36.000 Polizisten und Soldaten sind im Namen der Regierung gegen das organisierte Verbrechen im Einsatz. Dabei laufen viele Polizisten zur Gegenseite über. So auch zur Drogenbande La Familia, die 90 Prozent der Gemeinden, Politiker, Justiz und Unternehmer im Bundesstaat Michoacan kontrolliert. Das Problem wird so nicht kleiner, sondern undurchsichtiger. Die Verflechtungen zwischen Regierung und organisiertem Verbrechen sind schwer durchschaubar. Die Gewaltspirale schraubt sich nach oben.
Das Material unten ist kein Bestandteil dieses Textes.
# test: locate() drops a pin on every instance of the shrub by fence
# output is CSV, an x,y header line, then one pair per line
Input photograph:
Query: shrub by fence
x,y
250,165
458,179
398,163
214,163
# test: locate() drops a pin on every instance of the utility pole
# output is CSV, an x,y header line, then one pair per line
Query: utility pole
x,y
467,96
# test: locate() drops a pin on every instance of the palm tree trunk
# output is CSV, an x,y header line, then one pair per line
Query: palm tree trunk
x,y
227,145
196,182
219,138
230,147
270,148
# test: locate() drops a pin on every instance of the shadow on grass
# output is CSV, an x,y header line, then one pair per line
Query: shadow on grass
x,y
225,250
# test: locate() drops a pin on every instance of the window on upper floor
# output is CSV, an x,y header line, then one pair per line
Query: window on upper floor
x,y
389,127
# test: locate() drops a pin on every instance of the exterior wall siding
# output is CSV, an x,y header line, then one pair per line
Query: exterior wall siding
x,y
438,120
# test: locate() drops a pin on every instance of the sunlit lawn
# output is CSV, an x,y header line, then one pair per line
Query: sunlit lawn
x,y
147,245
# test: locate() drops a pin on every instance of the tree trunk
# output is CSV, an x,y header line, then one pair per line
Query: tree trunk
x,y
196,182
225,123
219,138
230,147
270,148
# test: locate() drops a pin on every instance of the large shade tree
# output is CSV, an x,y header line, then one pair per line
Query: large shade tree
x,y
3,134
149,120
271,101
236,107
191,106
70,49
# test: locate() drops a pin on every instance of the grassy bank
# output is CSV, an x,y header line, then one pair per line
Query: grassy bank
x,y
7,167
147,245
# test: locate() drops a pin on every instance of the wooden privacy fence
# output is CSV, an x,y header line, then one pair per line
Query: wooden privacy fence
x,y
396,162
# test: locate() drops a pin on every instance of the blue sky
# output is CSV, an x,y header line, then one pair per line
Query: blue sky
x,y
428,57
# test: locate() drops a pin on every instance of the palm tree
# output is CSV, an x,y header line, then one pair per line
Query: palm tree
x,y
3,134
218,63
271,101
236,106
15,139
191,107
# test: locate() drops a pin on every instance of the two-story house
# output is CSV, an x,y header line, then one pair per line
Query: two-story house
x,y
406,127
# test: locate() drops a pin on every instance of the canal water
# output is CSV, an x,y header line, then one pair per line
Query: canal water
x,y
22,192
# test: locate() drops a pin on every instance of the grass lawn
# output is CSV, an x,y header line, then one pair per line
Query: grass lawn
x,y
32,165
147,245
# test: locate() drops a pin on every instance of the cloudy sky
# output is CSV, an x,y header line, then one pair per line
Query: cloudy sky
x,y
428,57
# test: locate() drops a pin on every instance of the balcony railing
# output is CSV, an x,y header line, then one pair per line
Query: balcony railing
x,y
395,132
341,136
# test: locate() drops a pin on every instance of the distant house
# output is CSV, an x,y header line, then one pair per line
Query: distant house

Allein im letzten Jahr starben im Drogenkrieg 7.700 Menschen. Daran kann auch das neue Gesetz „über das nationale System für die öffentliche Sicherheit“ vom Januar 2009, womit die Sicherheitskräfte in 32 mexikanischen Bundesstaaten einheitlich vorgehen können, nichts ändern.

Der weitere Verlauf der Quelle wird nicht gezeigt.